Bibliography
Sophie Duplaix (ed.), Malani, la rébellion des morts/Malani, the Rebellion of the Dead: Retrospective 1969-2018, exh. cat. Paris, Centre Pompidou, Stuttgart, Hatje Cantz, 2017.
Bernard Fibicher (ed.), Malani. Splitting the Other, exh. cat. Lausanne, Musée cantonal des Beaux-Arts, Ostfildern, Hatje Cantz, 2010.
Nalini Malani is a politically committed artist who sees her work as an active, eyewitness account of modern society. The work mimics a middle-class Indian sitting room, with red walls, photographs of characters and scenes from history on the walls bathed in dim light, and a large painting that comes to life before our very eyes. It is a video shown in a large gilded frame holding Ravi Varmâ’s undated canvas Galaxy of Musicians, shown at the Chicago World Congress of Religions in 1893, where the philosopher Swami Vivekananda warned of the dangers of religious orthodoxy. At the time, India was witnessing the rise of a nationalist school of thought alongside powerful reformist movements. The painting depicts eleven female musicians in regional costume playing traditional instruments, symbolising ‘unity in diversity’, the paradoxical motto chosen by India at the country’s independence following the partition of Pakistan in 1947.

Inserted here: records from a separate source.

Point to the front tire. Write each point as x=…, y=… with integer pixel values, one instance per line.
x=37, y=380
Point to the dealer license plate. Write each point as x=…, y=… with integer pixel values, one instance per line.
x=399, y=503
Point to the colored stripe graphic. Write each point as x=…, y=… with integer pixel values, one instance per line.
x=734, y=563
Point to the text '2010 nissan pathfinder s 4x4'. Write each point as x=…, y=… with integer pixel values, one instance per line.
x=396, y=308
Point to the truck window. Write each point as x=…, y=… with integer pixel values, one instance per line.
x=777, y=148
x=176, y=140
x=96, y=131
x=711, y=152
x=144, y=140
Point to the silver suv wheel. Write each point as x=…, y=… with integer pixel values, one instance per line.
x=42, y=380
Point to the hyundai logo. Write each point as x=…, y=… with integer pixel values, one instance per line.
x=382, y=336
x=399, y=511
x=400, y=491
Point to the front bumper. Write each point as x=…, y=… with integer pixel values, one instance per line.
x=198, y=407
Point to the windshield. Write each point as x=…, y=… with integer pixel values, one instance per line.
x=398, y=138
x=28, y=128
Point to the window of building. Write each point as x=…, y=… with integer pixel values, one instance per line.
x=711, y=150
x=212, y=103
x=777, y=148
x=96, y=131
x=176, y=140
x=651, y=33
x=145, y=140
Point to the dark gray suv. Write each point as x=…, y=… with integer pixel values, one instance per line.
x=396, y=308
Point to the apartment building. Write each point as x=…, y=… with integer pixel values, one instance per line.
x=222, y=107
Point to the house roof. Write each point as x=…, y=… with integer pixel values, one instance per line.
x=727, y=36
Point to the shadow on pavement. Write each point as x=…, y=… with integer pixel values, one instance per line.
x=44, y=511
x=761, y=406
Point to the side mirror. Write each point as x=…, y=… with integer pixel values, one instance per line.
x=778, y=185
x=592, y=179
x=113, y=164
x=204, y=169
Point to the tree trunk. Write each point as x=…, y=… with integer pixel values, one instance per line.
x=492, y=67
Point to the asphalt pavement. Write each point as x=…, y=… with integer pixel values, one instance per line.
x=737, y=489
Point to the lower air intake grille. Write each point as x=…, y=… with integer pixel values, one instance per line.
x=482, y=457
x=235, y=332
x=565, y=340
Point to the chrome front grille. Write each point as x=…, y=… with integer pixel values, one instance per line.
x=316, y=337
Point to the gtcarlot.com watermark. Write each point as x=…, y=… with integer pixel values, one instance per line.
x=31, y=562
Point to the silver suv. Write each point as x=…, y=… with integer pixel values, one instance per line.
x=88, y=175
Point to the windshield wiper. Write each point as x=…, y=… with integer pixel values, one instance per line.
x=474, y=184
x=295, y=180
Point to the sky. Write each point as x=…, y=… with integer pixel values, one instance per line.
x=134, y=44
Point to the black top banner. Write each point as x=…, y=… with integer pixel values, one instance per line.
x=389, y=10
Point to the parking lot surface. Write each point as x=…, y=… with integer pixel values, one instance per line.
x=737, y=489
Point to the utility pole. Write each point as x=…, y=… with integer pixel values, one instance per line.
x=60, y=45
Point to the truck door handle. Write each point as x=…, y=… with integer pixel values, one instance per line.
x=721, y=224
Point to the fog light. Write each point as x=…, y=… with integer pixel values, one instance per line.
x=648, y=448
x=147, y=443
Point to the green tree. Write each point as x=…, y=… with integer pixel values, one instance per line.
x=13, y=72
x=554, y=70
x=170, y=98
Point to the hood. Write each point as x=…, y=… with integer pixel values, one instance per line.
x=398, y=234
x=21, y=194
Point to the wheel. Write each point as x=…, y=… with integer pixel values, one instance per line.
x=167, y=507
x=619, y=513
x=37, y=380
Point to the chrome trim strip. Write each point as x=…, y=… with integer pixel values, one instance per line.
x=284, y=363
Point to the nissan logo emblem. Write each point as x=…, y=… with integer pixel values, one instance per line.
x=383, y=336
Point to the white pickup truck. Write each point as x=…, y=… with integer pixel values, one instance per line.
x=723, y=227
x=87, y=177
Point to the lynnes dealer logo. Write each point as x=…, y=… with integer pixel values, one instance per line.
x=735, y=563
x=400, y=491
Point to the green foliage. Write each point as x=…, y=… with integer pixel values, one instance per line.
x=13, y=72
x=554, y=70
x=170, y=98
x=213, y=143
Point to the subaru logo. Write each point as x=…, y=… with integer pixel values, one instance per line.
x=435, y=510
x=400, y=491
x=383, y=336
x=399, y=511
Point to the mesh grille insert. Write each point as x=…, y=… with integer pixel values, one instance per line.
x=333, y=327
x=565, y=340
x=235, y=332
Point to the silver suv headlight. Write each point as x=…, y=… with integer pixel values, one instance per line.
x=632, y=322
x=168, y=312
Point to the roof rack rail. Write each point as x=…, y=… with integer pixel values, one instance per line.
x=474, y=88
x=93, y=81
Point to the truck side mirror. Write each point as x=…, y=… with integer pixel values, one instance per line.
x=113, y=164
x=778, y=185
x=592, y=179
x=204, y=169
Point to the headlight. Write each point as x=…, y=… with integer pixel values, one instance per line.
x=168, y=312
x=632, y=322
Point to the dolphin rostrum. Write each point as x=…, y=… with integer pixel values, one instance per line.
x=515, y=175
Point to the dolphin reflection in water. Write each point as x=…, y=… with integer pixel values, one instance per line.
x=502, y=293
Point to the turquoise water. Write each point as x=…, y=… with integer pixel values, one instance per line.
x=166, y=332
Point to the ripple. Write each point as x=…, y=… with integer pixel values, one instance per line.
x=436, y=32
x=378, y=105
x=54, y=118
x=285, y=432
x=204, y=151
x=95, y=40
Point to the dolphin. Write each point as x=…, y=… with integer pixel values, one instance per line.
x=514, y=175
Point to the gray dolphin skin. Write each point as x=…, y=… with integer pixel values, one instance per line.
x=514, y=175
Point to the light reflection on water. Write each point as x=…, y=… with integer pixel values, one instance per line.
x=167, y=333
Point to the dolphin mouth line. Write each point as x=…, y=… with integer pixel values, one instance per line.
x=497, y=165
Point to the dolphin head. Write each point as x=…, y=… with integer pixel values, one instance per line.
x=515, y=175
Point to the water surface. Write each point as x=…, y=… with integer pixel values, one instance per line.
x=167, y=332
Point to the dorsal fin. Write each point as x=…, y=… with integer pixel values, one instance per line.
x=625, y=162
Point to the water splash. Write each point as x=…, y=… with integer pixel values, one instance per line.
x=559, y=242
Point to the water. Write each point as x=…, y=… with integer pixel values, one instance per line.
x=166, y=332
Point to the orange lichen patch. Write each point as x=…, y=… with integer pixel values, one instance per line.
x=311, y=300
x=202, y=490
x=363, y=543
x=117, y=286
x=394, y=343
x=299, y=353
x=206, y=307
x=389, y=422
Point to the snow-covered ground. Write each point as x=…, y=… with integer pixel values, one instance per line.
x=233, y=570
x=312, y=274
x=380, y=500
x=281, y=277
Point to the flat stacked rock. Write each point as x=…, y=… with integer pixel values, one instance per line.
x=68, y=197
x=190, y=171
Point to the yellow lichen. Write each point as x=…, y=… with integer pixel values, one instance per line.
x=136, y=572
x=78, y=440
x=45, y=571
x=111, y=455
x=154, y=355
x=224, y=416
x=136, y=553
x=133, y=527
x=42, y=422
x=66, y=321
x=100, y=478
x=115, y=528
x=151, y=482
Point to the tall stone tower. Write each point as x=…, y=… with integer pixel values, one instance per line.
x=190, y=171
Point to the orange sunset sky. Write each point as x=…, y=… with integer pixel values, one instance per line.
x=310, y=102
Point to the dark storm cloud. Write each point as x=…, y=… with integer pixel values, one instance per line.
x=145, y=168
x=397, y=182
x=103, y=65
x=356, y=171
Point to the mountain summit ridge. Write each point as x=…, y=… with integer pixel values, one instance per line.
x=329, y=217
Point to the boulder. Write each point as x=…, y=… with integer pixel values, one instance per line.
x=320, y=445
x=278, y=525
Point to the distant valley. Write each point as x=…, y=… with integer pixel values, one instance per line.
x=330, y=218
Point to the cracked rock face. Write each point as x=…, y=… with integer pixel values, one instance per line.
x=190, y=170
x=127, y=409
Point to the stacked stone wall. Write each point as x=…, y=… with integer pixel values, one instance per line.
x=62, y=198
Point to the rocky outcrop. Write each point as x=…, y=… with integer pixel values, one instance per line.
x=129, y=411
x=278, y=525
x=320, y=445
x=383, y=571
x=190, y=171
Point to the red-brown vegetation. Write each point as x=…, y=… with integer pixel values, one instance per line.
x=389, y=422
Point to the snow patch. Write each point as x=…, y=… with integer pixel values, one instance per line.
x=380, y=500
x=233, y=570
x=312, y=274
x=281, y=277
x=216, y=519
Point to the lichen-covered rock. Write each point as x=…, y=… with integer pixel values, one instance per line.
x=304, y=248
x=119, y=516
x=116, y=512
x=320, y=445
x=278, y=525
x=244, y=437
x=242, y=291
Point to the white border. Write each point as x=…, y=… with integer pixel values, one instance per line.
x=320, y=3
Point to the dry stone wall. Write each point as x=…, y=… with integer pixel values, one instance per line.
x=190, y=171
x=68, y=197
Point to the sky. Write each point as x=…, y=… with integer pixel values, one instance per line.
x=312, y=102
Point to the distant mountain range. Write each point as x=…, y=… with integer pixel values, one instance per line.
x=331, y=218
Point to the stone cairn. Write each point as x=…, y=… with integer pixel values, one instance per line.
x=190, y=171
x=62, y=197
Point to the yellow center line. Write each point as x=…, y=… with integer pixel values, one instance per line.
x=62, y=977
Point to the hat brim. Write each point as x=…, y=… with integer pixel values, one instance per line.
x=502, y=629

In the video, Malani confronts Varmâ’s painting with recent Indian history, particularly the 2002 genocide of the Muslim population of Gujarat, on the border with Pakistan. The outbreak of violence between communities was the bloodiest in India since independence, shaking the democratic nation to its foundations. What starts out as a harmonious composition, with all parts of the nation playing sweet music together, ends in a bloodbath. Gunfire rattles as the music gives way to screams and lamentations. The orchestra morphs into an army where women carry rifles to protect themselves from abuse. Images of a surgical abortion symbolise the failure of a promising future. A voice that sounds like Nehru evoking the unfinished task of liberal nationalism delivers a pessimistic manifesto borrowed from Heiner Müller’s play Der Auftrag (The Task), inspired by a 1933 text by Bertolt Brecht.